The representatives of more then 50 countries took the floor during the two days of debate to support the resolution and to denounce various aspects of Washington’s economic war on Cuba. Many representatives took note of the “extraterritoriality” of the U.S. embargo, which is designed to force other governments around the world to submit to the U.S. sanctions.

Cuba’s internationalism

Despite the U.S. sanctions “and in spite of our own limited resources,” Rodríguez said, “we collaborated in the sending of 58 medical brigades to 42 countries and territories, who joined the more than 28,000 [Cuban] health care professionals” who were already aiding people in 59 countries. The impact of Cuba’s selfless internationalist volunteers was noted by many of the speakers in the debate.

Nerys Nakia Dockery, the representative of Saint Kitts and Nevis, pointed to “Cuba’s benevolence,” by offering the vaccines against COVID-19 it had developed “to those nations unable to afford other, more expensive doses.”

Dockery noted that she is one of the thousands who have been aided by Cuba.

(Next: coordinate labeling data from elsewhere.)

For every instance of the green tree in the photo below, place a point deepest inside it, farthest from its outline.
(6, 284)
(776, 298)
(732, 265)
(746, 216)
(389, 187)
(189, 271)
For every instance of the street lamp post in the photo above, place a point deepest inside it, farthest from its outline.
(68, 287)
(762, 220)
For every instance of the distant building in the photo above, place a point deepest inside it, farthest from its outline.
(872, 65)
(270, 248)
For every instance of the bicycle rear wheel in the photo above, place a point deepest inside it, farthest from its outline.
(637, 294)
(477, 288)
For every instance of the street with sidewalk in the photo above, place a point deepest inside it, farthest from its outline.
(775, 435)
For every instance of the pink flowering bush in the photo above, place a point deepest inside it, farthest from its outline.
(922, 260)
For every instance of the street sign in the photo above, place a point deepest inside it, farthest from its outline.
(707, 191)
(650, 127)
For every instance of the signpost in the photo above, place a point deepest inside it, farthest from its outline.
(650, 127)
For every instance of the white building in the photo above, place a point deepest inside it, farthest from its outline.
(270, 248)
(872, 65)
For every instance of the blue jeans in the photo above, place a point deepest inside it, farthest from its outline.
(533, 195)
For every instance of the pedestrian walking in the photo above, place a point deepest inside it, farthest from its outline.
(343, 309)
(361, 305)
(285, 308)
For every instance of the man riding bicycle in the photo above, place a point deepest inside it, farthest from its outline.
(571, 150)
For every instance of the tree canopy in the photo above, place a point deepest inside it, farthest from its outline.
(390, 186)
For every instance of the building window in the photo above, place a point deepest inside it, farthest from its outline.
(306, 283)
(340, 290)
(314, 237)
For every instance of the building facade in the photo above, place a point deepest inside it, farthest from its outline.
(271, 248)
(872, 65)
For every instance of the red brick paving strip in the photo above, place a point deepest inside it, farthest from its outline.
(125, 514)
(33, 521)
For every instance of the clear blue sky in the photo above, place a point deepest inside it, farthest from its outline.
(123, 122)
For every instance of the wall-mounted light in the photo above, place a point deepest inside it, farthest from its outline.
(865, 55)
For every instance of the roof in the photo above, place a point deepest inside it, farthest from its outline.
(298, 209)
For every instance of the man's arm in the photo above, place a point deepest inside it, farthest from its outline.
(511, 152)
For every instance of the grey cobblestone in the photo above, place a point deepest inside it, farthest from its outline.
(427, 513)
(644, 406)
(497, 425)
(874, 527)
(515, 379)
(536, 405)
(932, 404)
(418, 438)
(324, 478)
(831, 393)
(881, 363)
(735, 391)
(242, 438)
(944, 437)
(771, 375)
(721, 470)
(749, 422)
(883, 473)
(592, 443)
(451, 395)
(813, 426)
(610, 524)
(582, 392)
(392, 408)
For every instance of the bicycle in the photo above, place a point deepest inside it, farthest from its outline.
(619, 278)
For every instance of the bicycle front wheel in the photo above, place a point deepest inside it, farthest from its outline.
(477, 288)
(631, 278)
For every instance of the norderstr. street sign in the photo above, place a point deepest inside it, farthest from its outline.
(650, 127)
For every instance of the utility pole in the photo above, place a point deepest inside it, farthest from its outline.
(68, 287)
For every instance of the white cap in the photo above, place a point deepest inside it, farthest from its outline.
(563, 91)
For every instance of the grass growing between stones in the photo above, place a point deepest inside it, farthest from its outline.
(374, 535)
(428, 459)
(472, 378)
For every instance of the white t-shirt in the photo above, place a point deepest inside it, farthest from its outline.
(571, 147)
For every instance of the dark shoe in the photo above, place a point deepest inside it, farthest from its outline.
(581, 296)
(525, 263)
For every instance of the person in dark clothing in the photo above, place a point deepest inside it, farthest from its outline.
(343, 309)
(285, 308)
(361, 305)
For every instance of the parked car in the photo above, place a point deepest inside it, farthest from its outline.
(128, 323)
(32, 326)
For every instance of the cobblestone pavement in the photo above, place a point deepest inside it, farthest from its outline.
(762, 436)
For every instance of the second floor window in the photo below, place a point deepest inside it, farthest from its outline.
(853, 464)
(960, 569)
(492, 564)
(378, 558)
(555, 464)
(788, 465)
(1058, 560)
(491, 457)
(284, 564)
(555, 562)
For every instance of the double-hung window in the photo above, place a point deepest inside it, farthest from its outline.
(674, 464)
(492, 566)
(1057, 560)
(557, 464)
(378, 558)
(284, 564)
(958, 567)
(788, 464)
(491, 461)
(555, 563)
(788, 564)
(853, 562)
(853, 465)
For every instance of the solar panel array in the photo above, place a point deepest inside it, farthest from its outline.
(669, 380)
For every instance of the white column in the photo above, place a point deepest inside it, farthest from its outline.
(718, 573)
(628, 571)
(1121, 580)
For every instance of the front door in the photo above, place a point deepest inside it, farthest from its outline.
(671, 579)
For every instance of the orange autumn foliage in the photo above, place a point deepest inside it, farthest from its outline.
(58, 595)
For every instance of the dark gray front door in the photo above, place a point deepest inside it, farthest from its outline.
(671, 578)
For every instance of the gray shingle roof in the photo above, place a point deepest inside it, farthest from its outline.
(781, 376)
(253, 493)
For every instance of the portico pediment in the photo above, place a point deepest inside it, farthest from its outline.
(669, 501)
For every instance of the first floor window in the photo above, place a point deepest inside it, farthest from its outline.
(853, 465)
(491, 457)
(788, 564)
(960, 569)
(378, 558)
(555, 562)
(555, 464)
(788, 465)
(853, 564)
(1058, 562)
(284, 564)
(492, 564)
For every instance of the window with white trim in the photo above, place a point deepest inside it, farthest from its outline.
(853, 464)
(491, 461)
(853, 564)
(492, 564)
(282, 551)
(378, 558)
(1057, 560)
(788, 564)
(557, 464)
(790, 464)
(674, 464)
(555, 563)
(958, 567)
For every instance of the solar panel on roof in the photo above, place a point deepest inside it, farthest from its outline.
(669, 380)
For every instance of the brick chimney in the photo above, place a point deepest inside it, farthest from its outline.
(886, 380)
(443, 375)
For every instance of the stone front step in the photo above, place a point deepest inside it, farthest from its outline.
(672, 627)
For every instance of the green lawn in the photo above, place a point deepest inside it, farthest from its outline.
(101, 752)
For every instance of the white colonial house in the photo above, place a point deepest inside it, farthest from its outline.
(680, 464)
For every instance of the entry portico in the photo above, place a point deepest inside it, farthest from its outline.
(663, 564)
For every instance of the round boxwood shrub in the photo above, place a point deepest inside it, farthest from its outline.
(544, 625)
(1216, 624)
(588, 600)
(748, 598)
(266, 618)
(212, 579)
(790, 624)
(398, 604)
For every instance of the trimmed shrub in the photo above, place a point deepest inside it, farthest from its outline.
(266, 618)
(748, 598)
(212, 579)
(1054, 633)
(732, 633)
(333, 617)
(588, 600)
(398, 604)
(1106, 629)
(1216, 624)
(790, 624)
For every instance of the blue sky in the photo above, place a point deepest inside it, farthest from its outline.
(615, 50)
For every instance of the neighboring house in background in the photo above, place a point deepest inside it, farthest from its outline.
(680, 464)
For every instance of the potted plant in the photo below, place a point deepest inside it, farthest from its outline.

In May this year, Cuban doctors operated on her to save her eyesight, free of charge. “I owe my ability to deliver my speech from this platform to Cuba!” she said.

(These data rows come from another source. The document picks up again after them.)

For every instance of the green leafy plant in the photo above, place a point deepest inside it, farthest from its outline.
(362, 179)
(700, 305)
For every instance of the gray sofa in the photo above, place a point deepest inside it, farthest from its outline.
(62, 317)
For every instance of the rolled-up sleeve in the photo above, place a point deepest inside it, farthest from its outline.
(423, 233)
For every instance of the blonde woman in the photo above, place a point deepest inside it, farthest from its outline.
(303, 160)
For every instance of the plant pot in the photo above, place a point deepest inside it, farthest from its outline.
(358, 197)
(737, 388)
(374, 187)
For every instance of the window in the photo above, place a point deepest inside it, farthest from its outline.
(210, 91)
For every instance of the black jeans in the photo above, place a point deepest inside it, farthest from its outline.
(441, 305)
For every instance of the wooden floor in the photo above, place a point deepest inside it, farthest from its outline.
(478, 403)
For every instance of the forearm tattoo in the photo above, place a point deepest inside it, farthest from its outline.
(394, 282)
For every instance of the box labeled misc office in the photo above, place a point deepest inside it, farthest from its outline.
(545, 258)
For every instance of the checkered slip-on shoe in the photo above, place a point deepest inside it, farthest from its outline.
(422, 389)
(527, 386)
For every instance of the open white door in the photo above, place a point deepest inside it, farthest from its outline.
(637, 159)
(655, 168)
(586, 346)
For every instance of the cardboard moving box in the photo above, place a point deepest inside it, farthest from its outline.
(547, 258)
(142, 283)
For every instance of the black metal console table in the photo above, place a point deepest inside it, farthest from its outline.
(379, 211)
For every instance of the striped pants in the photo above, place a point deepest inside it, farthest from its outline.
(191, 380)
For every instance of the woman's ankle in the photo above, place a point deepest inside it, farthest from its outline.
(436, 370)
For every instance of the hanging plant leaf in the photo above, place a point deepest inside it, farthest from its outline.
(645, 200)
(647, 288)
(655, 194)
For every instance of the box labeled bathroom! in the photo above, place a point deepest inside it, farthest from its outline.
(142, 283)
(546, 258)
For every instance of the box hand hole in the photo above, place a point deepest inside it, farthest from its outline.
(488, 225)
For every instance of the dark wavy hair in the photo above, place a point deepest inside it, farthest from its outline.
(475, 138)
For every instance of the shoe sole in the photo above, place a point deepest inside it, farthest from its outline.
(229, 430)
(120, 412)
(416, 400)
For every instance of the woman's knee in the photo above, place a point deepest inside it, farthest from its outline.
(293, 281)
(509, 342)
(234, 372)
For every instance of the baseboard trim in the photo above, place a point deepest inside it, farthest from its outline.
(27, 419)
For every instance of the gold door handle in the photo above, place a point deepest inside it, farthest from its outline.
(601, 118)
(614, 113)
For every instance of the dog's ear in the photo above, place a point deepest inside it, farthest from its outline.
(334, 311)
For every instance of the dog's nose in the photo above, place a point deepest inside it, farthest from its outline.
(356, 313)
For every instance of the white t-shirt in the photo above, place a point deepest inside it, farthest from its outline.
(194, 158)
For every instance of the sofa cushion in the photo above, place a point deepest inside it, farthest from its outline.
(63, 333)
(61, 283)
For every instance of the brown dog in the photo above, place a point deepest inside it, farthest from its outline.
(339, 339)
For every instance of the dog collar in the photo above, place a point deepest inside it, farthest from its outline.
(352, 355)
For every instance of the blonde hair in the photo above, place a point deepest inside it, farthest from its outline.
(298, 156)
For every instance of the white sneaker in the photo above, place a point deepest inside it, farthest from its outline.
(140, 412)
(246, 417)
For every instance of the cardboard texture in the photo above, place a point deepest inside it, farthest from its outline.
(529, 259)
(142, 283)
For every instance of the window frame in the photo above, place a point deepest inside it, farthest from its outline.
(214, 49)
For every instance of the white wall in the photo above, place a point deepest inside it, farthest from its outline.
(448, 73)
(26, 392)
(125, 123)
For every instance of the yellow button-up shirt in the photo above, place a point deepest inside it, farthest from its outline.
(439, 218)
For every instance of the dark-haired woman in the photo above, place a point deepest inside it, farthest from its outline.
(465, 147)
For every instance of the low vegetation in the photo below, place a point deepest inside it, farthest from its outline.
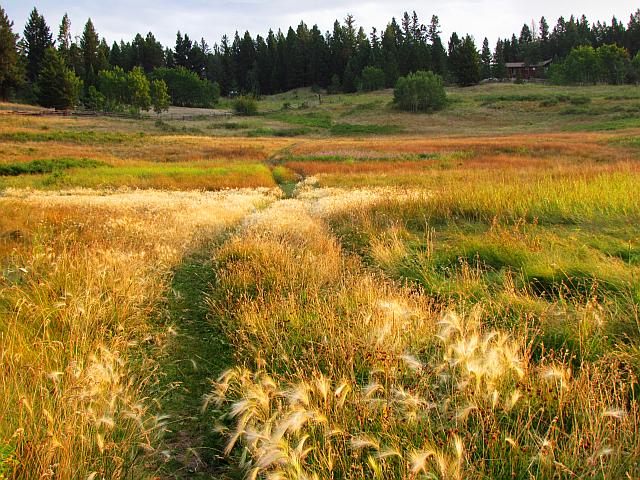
(331, 290)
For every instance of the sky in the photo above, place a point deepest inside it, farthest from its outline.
(122, 19)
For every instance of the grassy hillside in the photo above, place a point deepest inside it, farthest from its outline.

“In the face of such magnanimity, altruism and compassion that can be counted in the many lives saved,” she said, “how can Cuba justifiably continue to be designated by the United States as a State Sponsor of Terrorism?”

John Kelley, a low-ranking “political counselor” from the U.S. mission, took the floor for barely four minutes to “explain” why Washington voted against the resolution.

Kelley cynically proclaimed that Washington is “focused on the political and economic well-being of the Cuban people.” He claimed that the Cuban government unleashed “repression” on “peaceful protesters, journalists and human rights defenders” in the wake of demonstrations in Cuba in July 2021. And he asserted that exemptions to the U.S. sanctions on Cuba has made the U.S. “one of Cuba’s principal trading partners,” exporting $295 million worth of agricultural goods in 2021.

Yuri Gala, Cuba’s deputy ambassador to the U.N., answered Kelley. “Cuba does not need lessons on democracy and human rights, much less from the United States.” (See accompanying article.)